Total pages in book: 158
Estimated words: 149641 (not accurate)
Estimated Reading Time in minutes: 748(@200wpm)___ 599(@250wpm)___ 499(@300wpm)
Estimated words: 149641 (not accurate)
Estimated Reading Time in minutes: 748(@200wpm)___ 599(@250wpm)___ 499(@300wpm)
“Excus…” She’d gone stiff but then laid back again. “I suppose I had forgotten that part. Sorry, but you’re making my point. We were about to die and I copped a feel, and I should get a real talking to about that. There should be some serious repercussions. That was completely unprofessional of…me.”
She was adorable when she was embarrassed. And he needed to consider the fact that after two seconds of her being affectionate with him, he was tossing out all the bad shit she’d done. But he wasn’t thinking that way tonight.
“Uhm, I think I’ll forgive you for that, too.” He liked cuddling her. He could absolutely get used to this. “If you go into your villain era, then be ready to have a boyfriend who helps you. Let’s keep it to the cool villainy though. Maybe we can assassinate a couple of tyrants and free some people.”
The smile on her face did things to his cock that she could probably feel. But she sobered and let her head drift to his shoulder. “Tell me what really happened.”
Guilt gnawed at him. “Manny… Our relationship is complex. We knew each other from a young age. He was so much smarter than everyone else. He was also slightly younger because his father pushed him so hard academically. I didn’t like how the other kids treated him, so I became his only friend. I liked him back then. He was kind and ridiculously smart. His father hated me. Said I was a waste of time, but Manny actually stood up to him when it came to me. And then his father was killed and he went to live with his grandfather. When we met again it was high school, and he was broken somehow. He’d gotten very dark.”

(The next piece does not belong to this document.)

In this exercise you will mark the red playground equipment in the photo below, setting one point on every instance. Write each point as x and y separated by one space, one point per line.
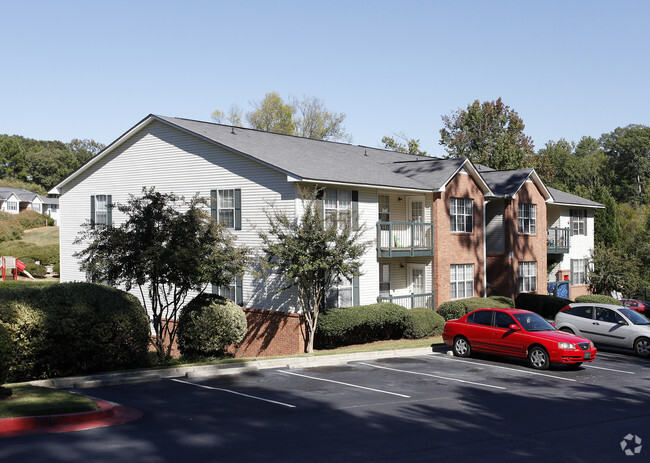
11 266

“From the profiles our team has been given, it’s highly likely there was a lot of abuse in his grandfather’s home, and the fact that his mother abandoned him probably led to his misogyny.”
“He truly loathes his mother. Loathed. She was killed during a robbery in Paris. I’ve often wondered if he arranged that,” Ben explained. “But I didn’t see that back then. I saw an old friend who could use some help. We got close again. Unlike his father, his grandfather did approve of our friendship. To the point that he constantly criticized Manny for not being more like me. I became the golden child of a family I didn’t belong to. To a brother who wasn’t mine. But he was excellent at hiding his darkness. He wrapped himself in this calm, peaceful doctor persona. Even in high school. He would cause trouble and then step in to fix it, and everyone looked up to him. Everyone except his grandfather.”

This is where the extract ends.